Japan Institute for National Fundamentals

Speaking out

Yoichi Shimada

#159 Japan Should Change China Policy amid Senkaku Row

Yoichi Shimada / 2012.09.28 (Fri)

September 24, 2012

Japan must use every means including military force to block China’s moves to deprive Japan of the Senkaku Islands. Arrangements to do so may work to enhance the Japan-U.S. alliance’s deterrence against war. At various levels including Vice President Xi Jingping’s meeting with U.S. Defense Secretary Leon Panetta, the Chinese side has exerted pressure on the U.S. government to refrain from applying the Japan-U.S. Security Treaty’s Article 5 (a joint response to armed attacks) to the Senkakus.
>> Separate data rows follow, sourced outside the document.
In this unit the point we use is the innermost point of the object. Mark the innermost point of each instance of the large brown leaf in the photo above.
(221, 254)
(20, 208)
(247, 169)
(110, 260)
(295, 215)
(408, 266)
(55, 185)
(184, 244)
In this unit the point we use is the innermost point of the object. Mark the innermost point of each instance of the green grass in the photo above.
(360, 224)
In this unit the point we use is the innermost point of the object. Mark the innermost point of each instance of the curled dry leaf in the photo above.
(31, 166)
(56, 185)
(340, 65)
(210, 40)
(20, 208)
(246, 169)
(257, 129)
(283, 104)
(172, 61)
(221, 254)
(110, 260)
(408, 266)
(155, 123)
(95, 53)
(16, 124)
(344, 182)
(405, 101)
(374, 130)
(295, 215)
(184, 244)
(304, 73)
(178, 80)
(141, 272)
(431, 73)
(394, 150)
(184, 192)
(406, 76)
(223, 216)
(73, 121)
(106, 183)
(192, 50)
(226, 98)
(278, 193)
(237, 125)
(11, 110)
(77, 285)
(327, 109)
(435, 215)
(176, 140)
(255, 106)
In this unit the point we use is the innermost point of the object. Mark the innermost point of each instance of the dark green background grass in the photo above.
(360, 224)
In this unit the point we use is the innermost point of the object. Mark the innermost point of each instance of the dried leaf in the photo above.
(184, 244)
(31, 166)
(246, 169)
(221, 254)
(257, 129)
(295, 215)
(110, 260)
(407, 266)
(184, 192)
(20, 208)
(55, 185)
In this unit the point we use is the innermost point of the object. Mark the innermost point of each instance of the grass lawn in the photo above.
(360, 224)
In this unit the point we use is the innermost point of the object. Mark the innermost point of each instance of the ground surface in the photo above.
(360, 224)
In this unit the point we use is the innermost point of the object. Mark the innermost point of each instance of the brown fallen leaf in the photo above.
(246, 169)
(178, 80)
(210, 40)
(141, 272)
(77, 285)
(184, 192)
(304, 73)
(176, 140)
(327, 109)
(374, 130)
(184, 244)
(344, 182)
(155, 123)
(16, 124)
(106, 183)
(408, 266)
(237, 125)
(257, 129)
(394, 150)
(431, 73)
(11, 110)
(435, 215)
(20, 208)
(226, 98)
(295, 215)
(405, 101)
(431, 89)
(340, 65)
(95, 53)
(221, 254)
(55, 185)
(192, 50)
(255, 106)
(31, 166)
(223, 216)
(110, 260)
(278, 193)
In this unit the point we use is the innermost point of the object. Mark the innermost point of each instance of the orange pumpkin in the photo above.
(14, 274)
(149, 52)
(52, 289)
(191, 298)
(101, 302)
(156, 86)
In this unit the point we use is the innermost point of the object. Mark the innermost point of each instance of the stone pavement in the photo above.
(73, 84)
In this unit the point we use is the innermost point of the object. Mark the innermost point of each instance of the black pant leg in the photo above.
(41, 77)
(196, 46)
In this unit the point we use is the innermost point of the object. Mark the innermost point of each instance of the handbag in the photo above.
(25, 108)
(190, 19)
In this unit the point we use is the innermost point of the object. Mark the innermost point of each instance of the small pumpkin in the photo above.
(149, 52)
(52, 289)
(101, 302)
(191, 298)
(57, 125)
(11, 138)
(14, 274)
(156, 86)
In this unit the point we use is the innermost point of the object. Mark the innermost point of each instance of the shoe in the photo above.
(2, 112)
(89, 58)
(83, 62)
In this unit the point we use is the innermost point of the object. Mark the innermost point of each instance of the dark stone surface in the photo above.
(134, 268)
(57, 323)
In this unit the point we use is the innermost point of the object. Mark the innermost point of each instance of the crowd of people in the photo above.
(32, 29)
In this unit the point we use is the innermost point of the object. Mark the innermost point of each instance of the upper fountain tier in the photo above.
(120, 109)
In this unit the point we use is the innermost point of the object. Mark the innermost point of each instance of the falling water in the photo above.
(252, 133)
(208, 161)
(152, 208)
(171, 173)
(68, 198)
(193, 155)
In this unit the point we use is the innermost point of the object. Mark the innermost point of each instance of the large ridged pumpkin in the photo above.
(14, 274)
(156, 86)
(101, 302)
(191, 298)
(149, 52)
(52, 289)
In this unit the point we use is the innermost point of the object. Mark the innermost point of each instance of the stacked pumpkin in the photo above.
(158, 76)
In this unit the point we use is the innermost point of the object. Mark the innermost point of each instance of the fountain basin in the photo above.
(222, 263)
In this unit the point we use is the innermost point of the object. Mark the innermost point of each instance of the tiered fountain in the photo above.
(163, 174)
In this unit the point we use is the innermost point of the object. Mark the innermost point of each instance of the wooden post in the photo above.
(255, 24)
In contrast, the Japanese side has taken a wait-and-see attitude toward relevant developments within the United States supportive of Japan, instead of urging the U.S. government to fully support Japan’s standpoint including its sovereignty over the islands.

Effective control and territorial sovereignty

On September 20, U.S. Assistant Secretary of State Kurt Campbell reiterated the U.S. government’s views on the Senkakus at a subcommittee of the Senate Foreign Relations Committee. “We do not take a position on the ultimate sovereignty of these islands... We do acknowledge clearly ... that Japan maintains effective administrative control ... and, as such, this falls clearly under Article 5 of the Security Treaty.”

The subcommittee’s Chairman Jim Webb then asked Campbell if the U.S. government officially requested China to admit Japan’s sovereignty over the Ryukyu Islands. Campbell answered, “No,” and remained silent while being unsettling. Senator Webb did not go further on the matter but made a new question.

The senator encouraged the State Department to conduct a tougher diplomacy with China in his remark at a hearing of the Senate Foreign Relations Committee on July 15, 2009. He then said, “China still claims publicly its sovereignty over the Senkakus. Furthermore, the Chinese Communist Party has never officially recognized Japan’s sovereignty over the Ryukyu Islands...” At the hearing, an expert on China said that while the State Department’s principle of non-interference in territorial disputes was understandable, special considerations should be given to the Senkakus that the U.S. government returned along with Okinawa to Japan.

Enhancement of Japan-U.S. cooperation and what Japan should do

In occupying Okinawa after World War II, the U.S. government had admitted Japan’s “residual sovereignty” over the Ryukyu Islands including the Senkakus. This had meant that the United States would not transfer its sovereign powers over the Ryukyu Islands to any nation other than Japan. In presenting the Okinawa Reversion Treaty (signed in 1971) to the U.S. Senate for ratification, however, the Nixon Administration removed the Senkakus from its inclusion in the concept of Japanese residual sovereignty. This Nixon Administration policy shift was reportedly influenced by White House overtures to China during 1971-1972, culminating in the Nixon visit to China.

Even the U.S. remark that clearly subjects the Senkakus to the security treaty’s Article 5 is a major bargaining card for Japan in diplomacy with China. Given the above-mentioned history, however, it is not unreasonable for Japan to ask the United States to assert its clear support for Japan and its sovereignty over the Senkakus at a time when the free world ally and the totalitarian enemy for the United States are intensifying their confrontation. (In fact, the United States under its Cold War strategy has clearly supported Japan in a territorial row with the Soviet Union or Russia over the Northern Territories.) In response to such Japanese request, the United States may ask Japan to become a real ally that would revise its interpretation of its collective self-defense right under the present Constitution in preparation for confronting with China and specify a plan to make Nansei (southwestern) Islands a military foothold. Such U.S. demand would be a desirable development. Japan then should faithfully meet the demand to enhance the bilateral alliance. At the same time, Japan and the United States should reduce their economic dependence on China under their strategic cooperation not to become vulnerable to China’s economic terrorism such as a rare earth export ban as seen in 2010.

Yoichi Shimada is Planning Committee Member, Japan Institute for National Fundamentals, and Professor at Fukui Prefectural University.